Из близкого круга на ужине присутствуют только действительно близкие люди, никого постороннего, не считая слуг. Кроме нас со Стефаном, за столом собираются лишь чета Бромли да Блейк с Илзе. Фрайнэ Лаверна отправляется в общую трапезную, к остальным придворным. Нынешний статус девушки таков, что в число приближённых государя она не входит и супругой фрайна Рейни ещё не является, чтобы следовать за ним повсюду, а я не могу приводить на частный ужин в личных покоях Стефана всех своих дам, сколько бы их ни было и кто бы ни избрал их своею суженой. Я и не хочу постоянно водить за собою толпу, мне куда спокойнее, легче среди людей, которых я могу назвать знакомыми, просто задумываюсь мимолётно, что многим, должно быть, уже кажется странным, что суженая фрайна Рейни не допускается туда, куда дозволено входить Илзе, всего-навсего аранне, безродной, невесть откуда возникшей, подобно её госпоже.

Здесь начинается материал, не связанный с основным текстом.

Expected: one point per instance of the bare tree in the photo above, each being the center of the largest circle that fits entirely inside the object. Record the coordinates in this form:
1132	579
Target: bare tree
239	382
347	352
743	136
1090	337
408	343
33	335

За ужином Стефан сообщает о переносе даты венчания. Блейк, разумеется, не удивлён ни капли, Илзе обо всём известно от меня и лишь супруги Бромли украдкой обмениваются недоумёнными взглядами. Назавтра о переносе будет объявлено во всеуслышание и не успеет весть о скором браке государя дойти до границ страны, как суженая уже превратится в законную жену. Шеритта всё же решается спросить, с чем связано внезапное это решение, отчего такая спешка, но Стефан не отвечает, только одаряет заметно растерявшуюся кузину быстрой скользящей улыбкой. Венчание назначено на день пресветлого Северина, что через две недели, в конце этого месяца. Сразу после свадебных торжеств и праздника Перелома лет и если погода будет благоприятствовать государь с молодой супругой отправится в Нардию, в маленький южный дворец Шайо, одну из императорских резиденций. Стефан обещает, что мне всенепременно понравится Шайо, что Нардия хороша и зимой, и летом, что дворец удобен, невелик и при всём желании не вместит и четверти двора, а что ещё нужно молодой супружеской чете? Конечно же, покой и уединение, без толпы вельмож и просителей, без чужого внимания, требований и домыслов. В Нардии мы пробудем около трёх недель, смотря по погоде, затем придётся вернуться в столицу. Желают супруги побыть вдвоём подольше или нет, однако государь не может отсутствовать слишком долго.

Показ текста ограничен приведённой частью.